Probably the most difficult component of the game for me to acclimate to was on the expanded tactical world map - controlling sectors and defending them against enemy invasions. Specifically, enemy outposts on the map will periodically send squads to retake portions of the map that you control, which can be frustrating when they invade your diamond mines and cut off some of your income. You can train NPC militias to defend these places, but they never seemed to fare well in my experience.

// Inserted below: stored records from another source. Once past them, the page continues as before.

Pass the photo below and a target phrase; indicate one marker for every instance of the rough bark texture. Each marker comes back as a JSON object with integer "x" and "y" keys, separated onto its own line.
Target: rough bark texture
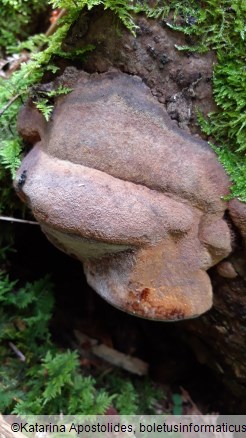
{"x": 181, "y": 82}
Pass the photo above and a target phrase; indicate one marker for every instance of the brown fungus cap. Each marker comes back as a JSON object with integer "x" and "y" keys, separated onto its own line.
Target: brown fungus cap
{"x": 138, "y": 201}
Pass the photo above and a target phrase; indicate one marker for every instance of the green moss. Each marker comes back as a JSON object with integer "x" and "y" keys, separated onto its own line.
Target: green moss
{"x": 209, "y": 25}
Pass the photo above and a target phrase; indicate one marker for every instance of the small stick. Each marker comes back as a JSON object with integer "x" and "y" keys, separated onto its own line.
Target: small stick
{"x": 17, "y": 352}
{"x": 54, "y": 25}
{"x": 9, "y": 103}
{"x": 13, "y": 219}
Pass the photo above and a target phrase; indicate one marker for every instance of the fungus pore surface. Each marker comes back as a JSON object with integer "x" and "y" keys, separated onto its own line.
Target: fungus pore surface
{"x": 115, "y": 184}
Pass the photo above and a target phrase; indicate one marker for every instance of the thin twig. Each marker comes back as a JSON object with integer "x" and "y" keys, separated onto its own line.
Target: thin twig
{"x": 13, "y": 219}
{"x": 17, "y": 352}
{"x": 55, "y": 25}
{"x": 9, "y": 103}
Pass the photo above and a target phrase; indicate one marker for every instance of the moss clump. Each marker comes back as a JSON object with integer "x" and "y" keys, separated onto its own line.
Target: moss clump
{"x": 209, "y": 25}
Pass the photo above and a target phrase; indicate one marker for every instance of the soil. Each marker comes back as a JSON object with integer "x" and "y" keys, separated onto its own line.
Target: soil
{"x": 177, "y": 360}
{"x": 205, "y": 356}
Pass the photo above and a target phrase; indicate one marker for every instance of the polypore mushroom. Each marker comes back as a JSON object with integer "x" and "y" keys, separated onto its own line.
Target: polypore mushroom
{"x": 139, "y": 202}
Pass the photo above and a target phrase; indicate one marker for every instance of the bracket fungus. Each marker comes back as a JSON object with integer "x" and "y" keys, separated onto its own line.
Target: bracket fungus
{"x": 114, "y": 183}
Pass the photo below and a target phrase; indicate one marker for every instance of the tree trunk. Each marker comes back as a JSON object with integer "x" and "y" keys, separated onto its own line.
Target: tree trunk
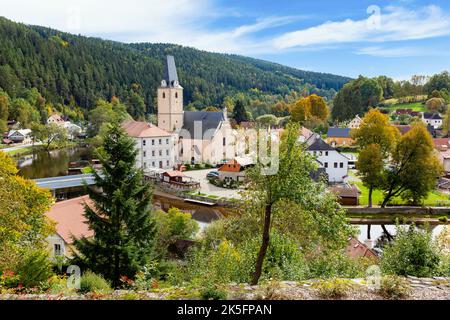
{"x": 264, "y": 246}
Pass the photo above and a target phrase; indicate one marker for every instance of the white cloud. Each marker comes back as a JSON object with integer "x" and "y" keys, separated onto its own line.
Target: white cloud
{"x": 193, "y": 23}
{"x": 397, "y": 24}
{"x": 393, "y": 52}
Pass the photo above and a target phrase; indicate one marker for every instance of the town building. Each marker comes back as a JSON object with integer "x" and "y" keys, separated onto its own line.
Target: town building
{"x": 70, "y": 224}
{"x": 235, "y": 169}
{"x": 20, "y": 136}
{"x": 155, "y": 146}
{"x": 200, "y": 137}
{"x": 334, "y": 163}
{"x": 339, "y": 137}
{"x": 433, "y": 119}
{"x": 56, "y": 119}
{"x": 355, "y": 123}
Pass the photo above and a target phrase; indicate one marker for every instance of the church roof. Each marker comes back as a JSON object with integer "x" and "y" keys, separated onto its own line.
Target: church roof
{"x": 210, "y": 121}
{"x": 170, "y": 71}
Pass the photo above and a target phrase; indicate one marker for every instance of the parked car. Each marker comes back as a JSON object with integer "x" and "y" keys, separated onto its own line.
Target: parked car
{"x": 212, "y": 174}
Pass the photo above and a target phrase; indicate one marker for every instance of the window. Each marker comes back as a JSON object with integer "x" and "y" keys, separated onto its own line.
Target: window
{"x": 57, "y": 249}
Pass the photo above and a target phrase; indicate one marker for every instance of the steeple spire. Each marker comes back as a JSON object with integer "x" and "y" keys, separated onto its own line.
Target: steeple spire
{"x": 170, "y": 73}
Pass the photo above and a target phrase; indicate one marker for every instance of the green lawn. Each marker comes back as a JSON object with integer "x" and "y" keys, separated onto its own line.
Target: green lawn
{"x": 417, "y": 106}
{"x": 435, "y": 198}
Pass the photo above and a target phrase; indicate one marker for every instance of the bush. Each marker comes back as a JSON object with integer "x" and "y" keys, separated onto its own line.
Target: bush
{"x": 394, "y": 287}
{"x": 91, "y": 282}
{"x": 413, "y": 252}
{"x": 334, "y": 288}
{"x": 34, "y": 269}
{"x": 212, "y": 292}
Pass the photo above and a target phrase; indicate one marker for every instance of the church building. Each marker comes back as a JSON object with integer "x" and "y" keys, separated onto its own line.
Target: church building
{"x": 200, "y": 137}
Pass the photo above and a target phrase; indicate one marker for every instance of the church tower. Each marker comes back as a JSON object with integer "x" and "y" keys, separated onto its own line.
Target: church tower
{"x": 170, "y": 99}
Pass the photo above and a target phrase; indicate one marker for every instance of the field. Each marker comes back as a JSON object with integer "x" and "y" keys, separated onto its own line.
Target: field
{"x": 435, "y": 198}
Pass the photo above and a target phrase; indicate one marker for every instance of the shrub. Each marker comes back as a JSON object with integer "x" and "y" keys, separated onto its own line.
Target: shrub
{"x": 413, "y": 252}
{"x": 212, "y": 292}
{"x": 34, "y": 269}
{"x": 394, "y": 287}
{"x": 91, "y": 282}
{"x": 334, "y": 288}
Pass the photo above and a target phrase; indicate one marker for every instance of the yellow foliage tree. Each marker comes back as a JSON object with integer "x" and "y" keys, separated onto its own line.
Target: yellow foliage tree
{"x": 23, "y": 224}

What I ended up doing is beelining towards these outposts as soon as I could, in order to take them out so they would stop dispatching hostile squads. This was a bit difficult, as I probably took on some outposts before I was really ready to, but it was worth it to allow me afterward to more leisurely explore Grand Chien without the looming threat of these invaders.

Besides a few quibbles with the forthright narrative, some minor performance woes, and some personal growing pains in getting accustomed to its particular stylings, I quite enjoyed my time with Jagged Alliance 3. There's enough variety in how you can approach the game in its narrative, quests, and combat, that I am eager to play it again down the road.

Jagged Alliance 3 is an excellent game, merging squad-based tactics and classic computer-style roleplaying in an entertaining veneer of cheesy action movies. There's a little bit of a learning curve to get acclimated to this style of game if you are new to it, but once you get the hang of managing your mercs, money, and ammo, there's a lot of fun to be had in the tropics.